Por Irma Gallo
Las leyes de la frontera es una historia de juventud, de amor, de traiciones, con la España franquista de telón de fondo. Javier Cercas (Cáceres, 1962), también autor de Soldados de Salamina, se refiere así a su novela:
«Creo que es verdad, finalmente esta es, sobre todo, una larga, compleja historia de amor que se desarrolla a lo largo de muchos años, de 30, quizá más de 20 años: desde el año 78 hasta prácticamente hoy. Eso no estaba en al guión. No estaba en lo que yo había previsto, y eso es algo bastante normal: uno empieza a escribir y va avanzando por un territorio que no conoce muy bien y se encuentra con sorpresas. Y mi principal sorpresa fue esa, que acabó convirtiéndose en una historia de amor”.

Hay coincidencias entre la biografía del autor y uno de los personajes de Las leyes de la frontera, el Gafitas. Y aunque Cercas advierte que no se trata de una novela autobiográfica, la nostalgia no deja de salírsele por los ojos, de brotarle en la sonrisa leve.
«Bueno, esta es la historia de un adolescente, de los años 70, que tiene la misma edad que yo, y que vive donde yo vivía, va al colegio donde yo iba, y por lo tanto tiene al menos muchas cosas que superficialmente son mías. Un adolescente que un día, empujado por el miedo, pero también por el descubrimiento del sexo, del amor, cruza la frontera física de la sociedad, marcada por un río y se une a una banda de delincuentes juveniles como los que en aquel momento pululaban por España. Y su vida cambia. Cambia para siempre. Él descubre que la frontera física de la ciudad no es sólo una frontera física, sino también una frontera simbólica, una frontera moral, una frontera entre el bien y el mal, entre la justicia y la injusticia».
Una de las virtudes de la novela es, precisamente ésta: cómo se transforman los escenarios de estos paisajes oscuros de los setenta, de estas estas ciudades que están, como dice el título en la frontera. Esta frontera que divide, de un lado a las casas de clase media y del otro lado a una ciudad oscura donde viven estos jóvenes delincuentes, para finalmente llegar a esta España de aparente prosperidad unos años después.
«Sí. La España que se describe en la primeras parte es una España tercermundista, una España del Tercer Mundo que sale de una dictadura muy larga, muy oscura, muy cruel. Y que es un país pobre, miserable. Y la segunda parte, en cambio, que es la parte que transcurre en el siglo XXI, es una España, claro ya europeizada, próspera, y como dice un personaje: «ridículamente satisfecha de sí misma”. Entonces la novela habla de eso. Habla también de como el pasado persiste en el presente. Habla de los espejismos en los que vivimos, quiero decir, tenemos una visión de nosotros mismos que no siempre corresponde a la realidad, de las ilusiones que nos hacemos de nosotros mismos, de cómo los mitos se sobreviven, si es que se sobreviven a sí mismos”, dice el autor de La velocidad de la luz.
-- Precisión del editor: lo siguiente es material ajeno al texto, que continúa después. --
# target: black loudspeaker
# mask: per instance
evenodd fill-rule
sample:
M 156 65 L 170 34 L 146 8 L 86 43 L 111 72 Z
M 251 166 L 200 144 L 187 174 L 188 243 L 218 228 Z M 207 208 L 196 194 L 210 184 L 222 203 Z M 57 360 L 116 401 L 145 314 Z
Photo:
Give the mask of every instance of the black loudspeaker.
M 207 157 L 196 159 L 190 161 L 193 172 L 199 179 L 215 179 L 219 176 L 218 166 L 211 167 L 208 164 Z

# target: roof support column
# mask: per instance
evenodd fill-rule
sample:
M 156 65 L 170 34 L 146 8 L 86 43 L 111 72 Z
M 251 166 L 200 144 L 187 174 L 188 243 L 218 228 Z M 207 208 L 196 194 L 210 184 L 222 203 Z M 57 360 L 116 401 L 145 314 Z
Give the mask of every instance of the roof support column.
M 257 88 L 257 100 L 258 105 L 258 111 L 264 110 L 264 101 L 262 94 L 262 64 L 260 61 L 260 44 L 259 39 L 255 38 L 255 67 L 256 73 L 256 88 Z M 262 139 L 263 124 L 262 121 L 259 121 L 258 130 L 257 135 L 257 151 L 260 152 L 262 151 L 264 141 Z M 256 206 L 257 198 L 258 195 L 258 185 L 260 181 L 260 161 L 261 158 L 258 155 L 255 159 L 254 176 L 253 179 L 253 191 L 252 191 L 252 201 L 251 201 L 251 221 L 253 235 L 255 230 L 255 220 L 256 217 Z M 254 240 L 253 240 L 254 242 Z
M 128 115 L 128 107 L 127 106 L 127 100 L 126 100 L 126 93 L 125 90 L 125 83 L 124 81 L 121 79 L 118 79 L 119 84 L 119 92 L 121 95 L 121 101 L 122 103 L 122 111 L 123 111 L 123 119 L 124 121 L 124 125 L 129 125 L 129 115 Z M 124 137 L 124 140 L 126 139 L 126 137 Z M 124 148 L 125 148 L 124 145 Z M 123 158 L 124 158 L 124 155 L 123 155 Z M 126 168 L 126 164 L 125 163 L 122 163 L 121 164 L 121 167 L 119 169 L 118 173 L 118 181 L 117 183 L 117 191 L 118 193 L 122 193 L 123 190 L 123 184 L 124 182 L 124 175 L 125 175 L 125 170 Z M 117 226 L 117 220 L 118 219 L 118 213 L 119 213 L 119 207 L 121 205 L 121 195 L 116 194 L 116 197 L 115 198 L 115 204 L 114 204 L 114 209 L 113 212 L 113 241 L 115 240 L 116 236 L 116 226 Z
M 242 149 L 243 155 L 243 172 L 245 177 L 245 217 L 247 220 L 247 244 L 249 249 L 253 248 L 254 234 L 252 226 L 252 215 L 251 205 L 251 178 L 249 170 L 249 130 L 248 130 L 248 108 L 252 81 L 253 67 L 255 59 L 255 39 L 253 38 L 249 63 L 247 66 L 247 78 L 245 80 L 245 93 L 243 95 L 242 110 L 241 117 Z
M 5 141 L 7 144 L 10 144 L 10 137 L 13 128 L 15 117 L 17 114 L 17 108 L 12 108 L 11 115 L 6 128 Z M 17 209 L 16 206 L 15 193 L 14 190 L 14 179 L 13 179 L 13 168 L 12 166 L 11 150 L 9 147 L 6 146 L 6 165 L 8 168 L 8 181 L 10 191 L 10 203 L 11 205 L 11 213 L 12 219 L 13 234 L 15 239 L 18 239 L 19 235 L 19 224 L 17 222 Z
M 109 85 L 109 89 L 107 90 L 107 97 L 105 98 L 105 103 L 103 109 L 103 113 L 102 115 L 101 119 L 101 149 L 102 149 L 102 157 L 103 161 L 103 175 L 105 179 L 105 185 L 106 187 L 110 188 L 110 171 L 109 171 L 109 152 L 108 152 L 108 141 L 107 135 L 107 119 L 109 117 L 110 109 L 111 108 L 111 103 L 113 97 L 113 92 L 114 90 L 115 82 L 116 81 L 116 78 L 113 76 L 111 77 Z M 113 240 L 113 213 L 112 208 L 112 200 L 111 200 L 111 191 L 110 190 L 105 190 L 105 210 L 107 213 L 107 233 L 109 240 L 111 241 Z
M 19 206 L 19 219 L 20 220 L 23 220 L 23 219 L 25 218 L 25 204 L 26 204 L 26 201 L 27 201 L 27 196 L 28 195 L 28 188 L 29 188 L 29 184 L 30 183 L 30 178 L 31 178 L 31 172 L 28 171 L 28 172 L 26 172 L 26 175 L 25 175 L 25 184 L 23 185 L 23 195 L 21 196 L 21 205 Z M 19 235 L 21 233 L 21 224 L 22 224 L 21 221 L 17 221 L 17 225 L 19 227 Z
Hablábamos al principio del desencanto de esta España que en la segunda época de la novela parecía ser una España en plenitud económica, donde nunca iba a pasar nada malo, le decimos a Cercas, que nos mira con atención detrás de sus gafas un tanto empañadas. Había terminado el franquismo y parecía que todo lo malo había quedado atrás. El Gafitas es ahora es un abogado pero que está aburrido de su vida, está en un momento en que no le encuentra sentido a su existencia, y el Zarco, al contrario de aquel héroe juvenil, idealizado, es un tipo ya de mediana edad, gordo, con arrugas. ¿Tenías de alguna manera la intención de comparar a España con estos personajes?
“No”, se apresura a responder.»No era mi propósito, pero inevitablemente en la vida de estos personajes se refleja la historia de mi país, eso es inevitable. Mis primeros libros son libros donde la historia no desempeña un papel importante, y donde la política tampoco desempeña un papel importante. Eso ocurre, sobre todo, a partir de Soldados de Salamina, que es un libro que me hizo un escritor profesional y conocido, pero es un libro que escribí ya cuando era mayor. Tenía 39 años».
Después de una breve pausa en la que parece estar reflexionando bien lo que dirá a continuación, el autor de El impostor, advierte: «Ninguno de mis libros son novelas históricas. No me gusta esa definición; no me gusta ese género. Son novelas que hablan de ese presente un poco ensanchado, de ese presente más amplio, de ese presente dilatado, que tiene en cuenta el pasado. De esa relación entre el pasado y el presente».